CHICAGO — Lin Brehmer, the radio disc jockey known to local listeners as “The Reverend of Rock ‘n’ Roll” before earning the love of a Chicago audience through his 40 years in the Windy City, died on Sunday, Jan 22. He was 68.
He was as personable off the air as he was on, drawing listeners in with a self-effacing humor and warmth that left them feeling like friends. His wife Sara Farr told the Chicago Tribune that she knew she would have to share him before they married in 1997, and that she was okay with that.
“I learned very early on that I would have to share Lin with thousands of others,” she said. The two were college sweethearts who met on the campus of Colgate University. “I understood, and was happy to do so because there really was no difference between the man on the radio and the man I knew.”
By his count, he had attended nearly 1,500 live shows. He told an interviewer in 2013 that he once took in a semi-private Rolling Stone show without a ticket or credentials. He showed up, was recognized, and walked in.
Lin’s career started while flipping rock and roll records for WQBK-FM. He had recently shared a memory from those days, an ill-advised decision to walk the mile down River Road from his Glenmont apartment to the radio station one winter day. He gave up the car to Sara so she could drive to work.
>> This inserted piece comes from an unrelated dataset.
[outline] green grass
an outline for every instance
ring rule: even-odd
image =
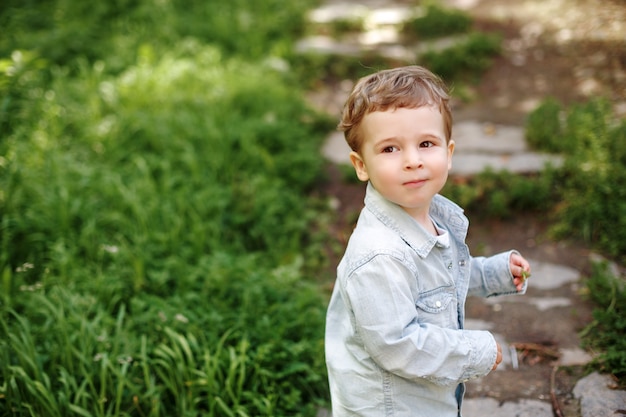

“As I walked down route 144 I determined that if I cut through the woods on my left and I could save some time and distance,” he shared online last summer. A blanket of snow covered his surroundings, including the swamp that he was unaware was beneath him. Snow gave way to thick mud, in which he lost one of his sneakers. “When I reached the station, I limped into the studio with mud-encrusted jeans and only one shoe, the DJ who preceded me said, ‘What the hell happened to you?’”
“I took a shortcut,” he said.
His encounter with nature nearly caused him to miss the start of his shift. If not for an extended play of a Foghat song, he said, he would have missed his mark.
Pete Crozier, his longtime producer at WXRT recalled a more controlled entrance after Lin joined the Chicago radio station in 1984. He shared the story of another rushed dash to the microphone for his morning show. The show had already started when the phone rang.
“Time?” Lin’s voice asked from the other end.
Crozier calculated how long until the mic goes live. “Fifteen seconds. Talking Heads cued up. Ready to roll,” he said.
“Once in a Lifetime?”
“Yep,” I say.
“K. I’m walking to the back.”
Crozier describes Lin in a calm, calculating manner as he walked into the studio with four lattes in his hands and a record tucked under his arm as the two plot out the rest of their show. As they continue to speak in staccato statements, Talking Heads begins to play.
“Sixteen-second intro.” Lin says, a statement not a question.
“Yep,” Crozier responds.
Lin hands him the album and says, “Bill Murray’s birthday. Cart up Mr. Roberts, part one. End with, ‘You should sleep late, much better on your constitution’.”
“Eleven seconds.”
Lin nudges open the studio door with his hip as Crozier enters a production studio across the hall. He hits a button on the board that brings Lin’s voice into his headphones.
“Goooooooooood morning, everybody!”
Crozier counts out four seconds in his head.
“Take nothing for granted. It’s great to be alive,” he says, hitting the post perfectly as David Byrne starts singing, “And you might find yourself living in a shotgun shack…”
Crozier shared the story online shortly after Lin announced that he was taking a leave from radio last July. He had been diagnosed with prostate cancer and was walking away from the mic to seek additional radiation and drug therapies.
The radio engineer was already lamenting the end of their interactions in the studio, which included piecing together “Lin’s Bins.” Through this weekly radio essay, Lin would choose a listener’s question and arrange his audio column with music. He could quote Dylan Thomas and Bob Dylan, and recite Mickey Mantle’s Triple Crown stats from 1956.
“Lin is the smartest person I’ve ever known,” Crozier said. “Hell, he’s the smartest person YOU’VE ever known and I don’t even know you.”
Greg Bell, who just celebrated 30 years as an influential live music promoter, recalled Brehmer as a “great DJ” and a “really fun guy to hang out with.”
“[Lin] and the rest of the WQBK DJ’s introduced me to so much amazing music and helped to build the local music scene that continues today,” he said. “You were truly the Reverend of Rock and Roll.”